Did the prudent workers decide to rest in preparation for the work of the next day? A crokinole tournament was organized and there was considerable merriment. I took myself to bed at midnight, but the others carried on.
I got up first, made a quick phone call to two of the three possible sources of more nails, in order of distance to drive. The first didn't open until 10:00 a.m. - scratch that. The second opened at 9:00 a.m., so I phoned then and acertained that they did, in fact, have that size of nail in galvanized form. I drove the 20 miles to the store, asked for the box of nails and almost bought the wrong kind anyway because the store clerk brought me the wrong ones, caught myself, and drove back triumphantly with the right ones. By the time I got the crew going, it was 10:30 a.m.
The crew was tired. The crew boss, my husband, was particularly tired and grumpy. I could digress for some time on a rant about how men of a certain age should just acknowledge that they no longer possess the vigour of youth and not try to out-stay-up-late men in their early 20's, but suffice it to say that he is stubborn about such things.
The work proceeded very slowly, as any error on the wood cuts (or the measuring that preceeded each cut) was visible only after the board was nailed on, which meant tearing it off and cutting again. Grimly watching expensive boards be mangled is not a cheering sort of thing either. More could be procured, but not on a Sunday.
It was hot.

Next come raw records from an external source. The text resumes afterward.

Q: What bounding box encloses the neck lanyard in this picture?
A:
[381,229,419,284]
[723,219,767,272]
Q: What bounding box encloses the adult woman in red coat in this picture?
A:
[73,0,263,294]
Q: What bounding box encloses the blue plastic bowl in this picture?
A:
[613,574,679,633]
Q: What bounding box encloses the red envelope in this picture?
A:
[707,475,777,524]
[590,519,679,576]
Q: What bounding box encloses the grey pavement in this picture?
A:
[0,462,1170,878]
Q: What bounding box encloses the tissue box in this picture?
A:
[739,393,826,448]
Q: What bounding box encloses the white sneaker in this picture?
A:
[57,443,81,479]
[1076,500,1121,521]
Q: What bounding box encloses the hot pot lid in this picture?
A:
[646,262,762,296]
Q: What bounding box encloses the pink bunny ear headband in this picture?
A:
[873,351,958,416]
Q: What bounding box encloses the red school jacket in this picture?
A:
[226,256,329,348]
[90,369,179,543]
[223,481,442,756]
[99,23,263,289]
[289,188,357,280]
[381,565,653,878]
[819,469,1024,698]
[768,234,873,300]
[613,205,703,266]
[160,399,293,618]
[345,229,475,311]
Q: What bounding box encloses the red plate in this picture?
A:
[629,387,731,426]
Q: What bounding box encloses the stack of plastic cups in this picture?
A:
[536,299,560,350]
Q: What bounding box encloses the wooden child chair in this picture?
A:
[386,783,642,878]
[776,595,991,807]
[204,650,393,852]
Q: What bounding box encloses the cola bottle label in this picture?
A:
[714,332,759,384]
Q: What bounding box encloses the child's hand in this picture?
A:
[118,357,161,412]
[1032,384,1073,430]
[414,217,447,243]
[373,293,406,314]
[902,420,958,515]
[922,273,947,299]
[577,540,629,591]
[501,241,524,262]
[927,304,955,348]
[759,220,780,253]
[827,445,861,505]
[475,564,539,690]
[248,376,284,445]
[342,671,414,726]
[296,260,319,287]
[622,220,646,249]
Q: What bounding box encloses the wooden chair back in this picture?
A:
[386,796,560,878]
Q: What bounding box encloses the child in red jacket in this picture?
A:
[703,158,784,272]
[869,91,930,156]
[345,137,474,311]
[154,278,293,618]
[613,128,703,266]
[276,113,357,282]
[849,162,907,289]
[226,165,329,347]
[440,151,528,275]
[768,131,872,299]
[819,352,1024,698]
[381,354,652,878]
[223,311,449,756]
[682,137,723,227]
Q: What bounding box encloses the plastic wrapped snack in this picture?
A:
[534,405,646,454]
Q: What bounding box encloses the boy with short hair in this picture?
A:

It was humid. There was a thunderstorm in the forecast and we were having that calm before the storm. There were blackflies. There were mosquitos. The flesh was weak and the spirit was increasingly less willing as the day dragged on.
What saved us was the storm. It had not arrived at the cottage yet, but it did strike somewhere on the Bruce Peninsula with sufficient force to knock out the power. No power = no power tools. We all sighed internally with relief. Now, if we gave up, it wasn't because we were weak and foolish. It was because we had to stop. This sort of psychological spin is important.
We cleaned up the work area, battened down for the incoming storm, locked up and then had the joy of being followed home by the storm and passing in and out of a few of them on the way home.
The siding is on a full one third of one wall of the cottage. And that was the easy one third, before we had to start notching out for the door, window, vent and electric meter.
What odds we do better next weekend?